コンサートが3F、特典会は2Fで行われた。2Fに移動する途中で、入場特典の「ゆいのののありがたいお言葉しおり」が配布される。コピー用紙をしおりサイズに切ったものに「富士山はデカイ。」と書いてあった。衣装を目にした瞬間から、この衣装のゆいチャンと写真を撮らないわけにはいかない。それもチェキじゃなくてiPhoneで。と思っていた。そして例の500円くじはもしおまいつが買い占めていなければ1枚買おうと。500円くじ1枚と、特典券10枚の束(1枚おまけで付いてくる)JPY10,000を購入。くじを開くと「ゴム手袋ビンタ」と書いてあった。ある紳士が近くのお友達に帰りてーなーと言い、自主的に帰ってください。(くじで強制帰宅を引かなくても)そこの出口から帰れますからと突っ込まれていて可笑しかった。(強制帰宅はおまいつらしき方が当選。ビンタを受けてからその場で帰宅させられていた。やましんさんもヘッズたちも盛り上がっていた。氏が当選してよかった。知り合いの居ない私が引いていたら目も当てられない。)ゆいチャンの列に並ぶ。係員の婦人にビンタの様子を動画(特典券2枚で10秒動画というのがある)に出来ますかと聞いたら出来ませんと言われた。くじのビンタと、写メをオーダー。特典券1枚を婦人に渡す。ビンタと写メどちらを先にするかと聞かれ、えーっと…と一瞬迷っているとビンタを先にしましょうと彼女が決めてくれた。ビンタ時にゆいチャンが着けたのはゴム手袋ではなく、透明のプラスティック手袋だった。眼鏡を外し、ゆいチャンのビンタを受ける。大丈夫? 何かスゴい罪悪感が…なぞと気にしていたが、ぜんぜん痛くなかった。もっと強くやってほしかった。でも嬉しかった。ビンタを受けた後に係員に撮ってもらった写メに映る私は、いい笑顔をしていた。

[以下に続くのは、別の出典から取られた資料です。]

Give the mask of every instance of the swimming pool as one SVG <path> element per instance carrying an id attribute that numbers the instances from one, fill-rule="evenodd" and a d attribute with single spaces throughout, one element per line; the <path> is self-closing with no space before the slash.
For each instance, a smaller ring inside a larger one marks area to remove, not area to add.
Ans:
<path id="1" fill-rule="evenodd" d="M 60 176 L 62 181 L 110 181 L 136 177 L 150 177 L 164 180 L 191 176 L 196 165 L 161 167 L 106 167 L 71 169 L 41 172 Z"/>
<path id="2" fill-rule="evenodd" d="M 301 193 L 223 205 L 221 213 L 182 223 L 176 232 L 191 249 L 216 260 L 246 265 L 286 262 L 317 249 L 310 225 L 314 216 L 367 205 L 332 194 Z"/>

比較的小さな活動規模のアイドルさんは地下アイドルと括られている。KissBee(ゆいチャンとののかチャンが属する元集団)は一応、そこに属するのだと思う。(最近ではライヴ・アイドルという言い方もするようだ。)一昔前の地下アイドルというと、プレイヤーたちは基本的に皆メジャー・シーンに成り上がりたがっているという前提があったように思う。そして地下アイドルというのはある種の蔑称でもあったように思う。その根底には芸能活動の規模は大きければ大きいほどいい、有名になればなるほどいいという価値観があったのではないか。まだ日本に「お茶の間」が存在し、国民の娯楽の中心がテレヴィジョンで、金・地位・名声がそこに集約されていた頃。国民の何十パーセントもが同じ番組、同じ音楽、同じ芸能人たちに夢中になっていた頃。その構造が(完全にはではないが)崩れ、ニッチな娯楽が乱立しているのが今。(ちなみに無学な人たちはこういう現象についてさえ今は多様性の時代ですからね〜なぞと流行りの言葉を使って分かったような口を聞くが、関係ないから。Diversityという概念がなぜ西洋社会で重視されるようになったのか、アメリカの人種差別の歴史から勉強しろ。人それぞれとか個人の自由と言えば済む話を、いちいち多様性の時代とか言うんじゃねえ。大体、何とかの時代ですからなんてのは理由の説明にもなってねえんだよ。)

WALLOP 3F STUDIOのキャパシティは98人らしい。フロアは満杯にはならず、後ろの方はほどよい空間があった。この大きさの会場で完売までは行かないけど採算が(おそらく)成り立つくらいにはチケットと特典券が売れる。この規模だからこそ成り立つ自由さ、大らかさ、過激さ、楽しさ、異常さ(異常なオタク、異常なアイドルさんの共犯関係)がある。それは強く実感した。大きければ大きいほど、有名であれば有名であるほど、ファンが多ければ多いほどいいということではない。活動の規模によって出来ること、出来ないことがある。大は小を兼ねるわけではない。Hello! Projectではこんな急にコンサートが決まるフットワークの軽さは望めないし、100人規模の会場でも売り切れの心配なく近距離でメンバーさんを観ることは出来ないし、メンバーさんにビンタをしてもらうことも出来ない。一方で、KissBeeではHello! Projectのように数千人規模の会場である程度のお金をかけた盛大なコンサートは出来ない。コンサートの円盤も発売されない。それぞれの良さがある。一つのモノサシで、どちらがどちらに比べ劣っているという比較は出来ない。